僕は右利きだが、スマホはいつも左手で使う。だから、スマホに入ったPASMOを改札機にタッチするときは毎回フラストレーションを覚える。

少し仕事の余裕ができたので、久しぶりに外に出かける。渋谷に向かうため電車に乗ると、気分が少し鬱々としてきた。そういえば僕は、電車に乗っている時間があまり好きではなかった。そんなことも忘れていた。

adidasのスニーカーを買いに来た。ウルトラブーストというランニングシューズが狙い。ランニングを始めるわけではなく、普段履きとして使うためだ。

僕は以前、ひどくスニーカーにハマっていて、今となってはちょっとどうかしていると思うほどの数を買っていた。しかしその大半はもう手放してしまった。気持ちの赴くままに手をつけていたけど、いつまでも履き続けたいと思えるものはほとんどなかったのだ。その時の気分に任せて靴を買っても、僕の気分の方はすぐに変わってしまう。でもその一方で、履き心地が好きだと思える靴は変わらなかった。当然と言えば当然かもしれない。

最近になって、ウルトラブーストというやつはすこぶる履き心地がよいという評判を目にした。そのせいで、ふたたび気持ちが昂ってしまった。見た目としても割と好きな形だった。どうやら僕はランニング用っぽい形が好きらしく、これまでもそういうものばかり買ってきた。よくあるバッシュ系は一つも買ったことがない。

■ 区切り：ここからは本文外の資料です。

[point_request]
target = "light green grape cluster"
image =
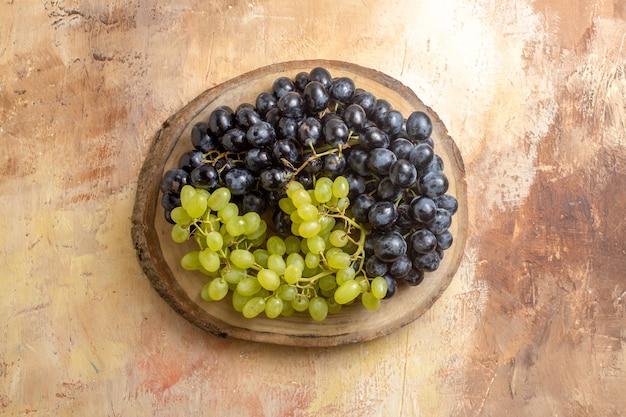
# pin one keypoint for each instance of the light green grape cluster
(317, 269)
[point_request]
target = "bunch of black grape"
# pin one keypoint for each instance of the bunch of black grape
(313, 126)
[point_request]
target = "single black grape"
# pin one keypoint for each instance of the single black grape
(382, 214)
(419, 126)
(315, 97)
(201, 138)
(402, 173)
(205, 176)
(390, 246)
(174, 180)
(282, 85)
(239, 181)
(261, 134)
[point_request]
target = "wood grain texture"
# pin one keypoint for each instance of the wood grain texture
(531, 91)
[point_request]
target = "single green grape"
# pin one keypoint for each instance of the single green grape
(253, 307)
(340, 187)
(260, 256)
(318, 308)
(273, 307)
(276, 263)
(190, 261)
(292, 244)
(209, 260)
(316, 244)
(218, 288)
(338, 238)
(218, 199)
(300, 197)
(347, 292)
(214, 240)
(292, 274)
(180, 216)
(242, 258)
(268, 279)
(370, 301)
(378, 287)
(276, 245)
(252, 222)
(180, 234)
(248, 286)
(227, 212)
(300, 303)
(309, 229)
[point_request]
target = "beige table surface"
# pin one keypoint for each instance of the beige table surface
(533, 92)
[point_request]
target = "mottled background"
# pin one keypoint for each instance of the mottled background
(533, 92)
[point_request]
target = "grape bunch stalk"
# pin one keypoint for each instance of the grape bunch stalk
(317, 196)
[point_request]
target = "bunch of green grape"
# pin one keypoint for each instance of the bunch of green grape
(318, 268)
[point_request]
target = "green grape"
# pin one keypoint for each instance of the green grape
(311, 260)
(252, 222)
(295, 217)
(253, 307)
(214, 240)
(347, 292)
(288, 310)
(276, 245)
(236, 226)
(295, 185)
(309, 229)
(379, 287)
(180, 216)
(227, 212)
(338, 238)
(370, 301)
(260, 257)
(196, 206)
(333, 306)
(248, 286)
(242, 258)
(273, 307)
(318, 308)
(268, 279)
(292, 274)
(180, 234)
(341, 187)
(287, 292)
(190, 261)
(327, 224)
(338, 260)
(342, 204)
(286, 205)
(308, 212)
(300, 197)
(316, 244)
(300, 303)
(186, 193)
(234, 275)
(204, 292)
(327, 283)
(218, 288)
(323, 190)
(345, 274)
(292, 244)
(276, 263)
(295, 259)
(218, 199)
(209, 260)
(240, 300)
(260, 232)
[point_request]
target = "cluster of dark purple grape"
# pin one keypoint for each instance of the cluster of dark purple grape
(313, 126)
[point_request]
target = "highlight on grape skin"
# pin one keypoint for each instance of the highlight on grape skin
(316, 197)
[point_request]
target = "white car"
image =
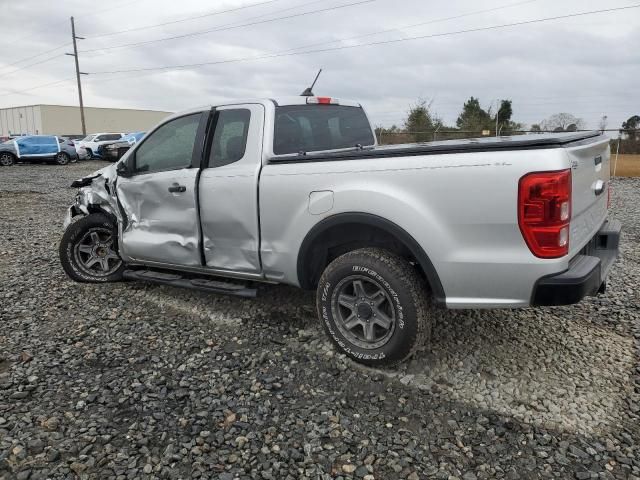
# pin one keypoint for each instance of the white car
(88, 146)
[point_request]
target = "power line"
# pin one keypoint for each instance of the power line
(414, 25)
(217, 29)
(380, 42)
(186, 19)
(120, 5)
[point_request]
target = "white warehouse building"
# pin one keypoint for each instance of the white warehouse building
(65, 120)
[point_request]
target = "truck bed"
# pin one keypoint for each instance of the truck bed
(518, 142)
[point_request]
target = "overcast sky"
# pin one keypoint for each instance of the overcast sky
(588, 65)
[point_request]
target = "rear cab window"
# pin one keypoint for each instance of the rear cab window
(313, 128)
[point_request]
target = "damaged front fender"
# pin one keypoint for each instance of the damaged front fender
(97, 193)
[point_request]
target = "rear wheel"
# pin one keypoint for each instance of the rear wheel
(62, 158)
(87, 250)
(6, 159)
(374, 306)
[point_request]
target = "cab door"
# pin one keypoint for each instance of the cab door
(158, 197)
(229, 190)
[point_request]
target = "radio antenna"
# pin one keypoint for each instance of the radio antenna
(308, 92)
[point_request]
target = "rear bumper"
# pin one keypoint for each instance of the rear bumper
(587, 271)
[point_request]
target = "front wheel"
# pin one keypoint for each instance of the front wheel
(87, 250)
(374, 306)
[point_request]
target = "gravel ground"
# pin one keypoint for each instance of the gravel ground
(133, 380)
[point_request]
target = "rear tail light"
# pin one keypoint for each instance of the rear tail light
(544, 212)
(323, 101)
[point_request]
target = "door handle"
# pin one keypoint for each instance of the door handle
(598, 187)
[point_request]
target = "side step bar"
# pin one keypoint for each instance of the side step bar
(204, 284)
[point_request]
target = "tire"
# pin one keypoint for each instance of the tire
(86, 250)
(62, 158)
(7, 159)
(374, 307)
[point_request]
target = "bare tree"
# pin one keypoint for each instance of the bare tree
(560, 122)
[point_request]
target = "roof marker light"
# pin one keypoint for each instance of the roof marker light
(323, 101)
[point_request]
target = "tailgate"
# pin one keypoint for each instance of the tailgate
(590, 183)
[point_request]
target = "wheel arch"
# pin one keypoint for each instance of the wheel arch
(341, 233)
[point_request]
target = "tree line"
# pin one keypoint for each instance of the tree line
(422, 124)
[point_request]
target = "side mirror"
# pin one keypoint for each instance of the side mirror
(123, 169)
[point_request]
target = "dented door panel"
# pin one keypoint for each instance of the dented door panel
(161, 226)
(228, 197)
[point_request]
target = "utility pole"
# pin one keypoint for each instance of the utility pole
(497, 114)
(78, 73)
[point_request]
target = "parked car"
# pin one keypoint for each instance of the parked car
(32, 148)
(296, 191)
(114, 151)
(88, 146)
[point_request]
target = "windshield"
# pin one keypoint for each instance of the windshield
(307, 128)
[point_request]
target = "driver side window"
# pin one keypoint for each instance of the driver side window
(170, 147)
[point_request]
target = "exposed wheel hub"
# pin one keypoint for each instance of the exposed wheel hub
(95, 253)
(365, 312)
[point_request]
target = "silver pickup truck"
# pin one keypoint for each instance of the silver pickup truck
(297, 191)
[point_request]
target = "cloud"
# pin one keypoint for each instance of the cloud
(584, 65)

店にいるスタッフは全員サッカーのユニフォームを着ていた。それがなぜなのかがしばらくわからなかった。

ウルトラブーストを見つけたので、いざ履いてみる。たしかにいい感じがする。普通の靴と大きく違うのが、アッパー全体がニット生地になっていて、大袈裟に言えば靴下みたいに足にフィットするところ。ニット生地の靴はたまに見かけるけど、総じて独特のフィット感がある。快適なものも多いけど、このモデルはちょっと着圧が強すぎる。ランニング用だからだろうけど、一日ずっと履くにはつらいだろう。

残念ながら今回は断念かと思いかけたところ、近くにあった、ウルトラブースト DNAという別シリーズが目に入った。ライフスタイル向けのウルトラブーストということらしい。手に取って調べてみると、アッパーが普通の靴とニット系の合いの子のような作りになっていた。このおかげで、強い着圧に頼らずに足をホールドできる。というのも、純粋なニットとして足をホールドしようとすると、立体的な構造として足型を包み込むことができなくて、着圧に頼らざるを得なくなるからだ。かれこれ一時間近く悩んでから、意を決してこれに決めた。

ウルトラブースト以外のスニーカーも眺めてみて、「ああ、これ欲しいな」と思うこともあったけど、もちろん買わなかった。それは自分が買うべきものではないとわかっているので。今になって考えてみると、気になったスニーカーがあっても別に買わなくてもいい。店に飾られているものを眺めているだけで十分楽しめるから。というか、むしろその時間が気持ちの一番のピークなのだと思う。それに、自分の狭い家に飾って満足するよりも、暇があるときにいろんな店を巡ってたくさんのスニーカーを見た方が多幸感がある。

その後、帰路にある「いきなり!ステーキ」に入った。この数年で、出かけた帰りには立ち寄るのが当たり前になった。普通に出社する生活になればこの習慣もなくなるかもしれない。

家に着いてから、改めて履いて外を歩いてみた。家に帰ってから冷静になると、「なんか違う」となることがたまにあるけど、幸い今回はそうならなかった。足と一体化して、肌の一部になったと錯覚するほどよくフィットするし、足の運びが本当に軽くなった。これからも長く履いていけそうなので満足している。